Our team dedicates each day to more than routine production; they build knowledge through every repeat run and every batch record. We learn from troubleshooting, from customer questions, and especially from our own experience scaling up from benchtop glassware to industrial reactors. Colleagues who’ve worked for a decade or more notice subtle differences in color, scent, or texture—and they raise those flags before a single container ships out.
Product reliability doesn’t just mean tight numbers on an HPLC printout; it means consistent reaction profiles, expected yields, and feedback loops that improve the process over time. Discussions around the drying oven or the analytics lab often form the basis for the next update in protocol or the next step in improving environmental controls.
Feedback cycles between customers and manufacturing teams support deeper consistency. We see value in listening to practitioners down the line who describe unique conditions in their own plants or research centers. Dozens of shared emails and follow-up calls turn into lessons for raw material quality or an improved logistics setting. Our team encourages this dialogue because tangible, actionable insights make for a better product and a stronger partnership.
We stay ahead by staying accountable—recording every process step, every test, and every piece of feedback that registers in the plant. Internal training, periodic maintenance, and full traceability round out our approach. Safety doesn’t just mean following rules on paper; it translates to safe handling routines and trustworthy material for every recipient.
Regulatory pressure, both domestically and abroad, shapes how we document, analyze, and ship this product. Customers preparing for clinical trial submissions or market launches demand full visibility into what they’re using. Years of working directly with regulatory agencies taught us that clarity beats complexity—so we deliver clear, comprehensive supporting documents with every order.

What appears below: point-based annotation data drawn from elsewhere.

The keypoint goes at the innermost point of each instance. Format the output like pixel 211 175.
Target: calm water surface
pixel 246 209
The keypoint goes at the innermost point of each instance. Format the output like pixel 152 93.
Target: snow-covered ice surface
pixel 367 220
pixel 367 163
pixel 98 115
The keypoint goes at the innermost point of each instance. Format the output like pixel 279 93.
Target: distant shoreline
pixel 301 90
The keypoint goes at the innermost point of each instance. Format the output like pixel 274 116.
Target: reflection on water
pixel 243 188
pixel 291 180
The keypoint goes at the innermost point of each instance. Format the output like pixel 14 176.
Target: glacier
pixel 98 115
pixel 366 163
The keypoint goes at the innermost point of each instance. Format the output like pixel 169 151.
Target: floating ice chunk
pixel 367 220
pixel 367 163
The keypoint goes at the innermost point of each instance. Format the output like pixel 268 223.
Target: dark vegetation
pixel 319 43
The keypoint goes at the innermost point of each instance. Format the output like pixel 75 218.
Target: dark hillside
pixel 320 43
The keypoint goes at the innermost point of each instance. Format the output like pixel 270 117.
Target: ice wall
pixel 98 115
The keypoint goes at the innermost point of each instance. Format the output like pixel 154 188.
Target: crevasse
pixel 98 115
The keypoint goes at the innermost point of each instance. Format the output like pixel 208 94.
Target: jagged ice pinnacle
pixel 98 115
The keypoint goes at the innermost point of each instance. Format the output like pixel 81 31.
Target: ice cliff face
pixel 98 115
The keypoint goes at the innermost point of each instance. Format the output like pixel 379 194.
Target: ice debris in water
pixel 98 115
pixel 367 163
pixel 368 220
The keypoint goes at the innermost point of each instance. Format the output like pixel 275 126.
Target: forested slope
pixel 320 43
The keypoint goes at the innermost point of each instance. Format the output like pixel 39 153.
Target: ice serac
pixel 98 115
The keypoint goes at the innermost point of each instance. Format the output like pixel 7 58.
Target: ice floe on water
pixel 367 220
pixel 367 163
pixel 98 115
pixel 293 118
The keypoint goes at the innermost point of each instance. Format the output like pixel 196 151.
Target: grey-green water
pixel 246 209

Every client receives the benefit of our layered quality checks, up-to-date batch records, and a willingness to adapt to special storage or logistics needs. The road doesn’t end with the bill of lading; it stretches from the very first weigh-out to the feedback months after delivery.
Bringing 2-Chloromethyl-3-Methyl-4-(3-Methoxypropanoxy)Pyridine Hydrochloride to market has illustrated how manufacturing excellence, customer collaboration, and persistent attention to the finer points result in products that help push forward fields like medicinal chemistry and specialty chemicals. As a manufacturer, we stand by our work—ready to improve, respond, and support every chemist who trusts our material with their critical research and industry needs.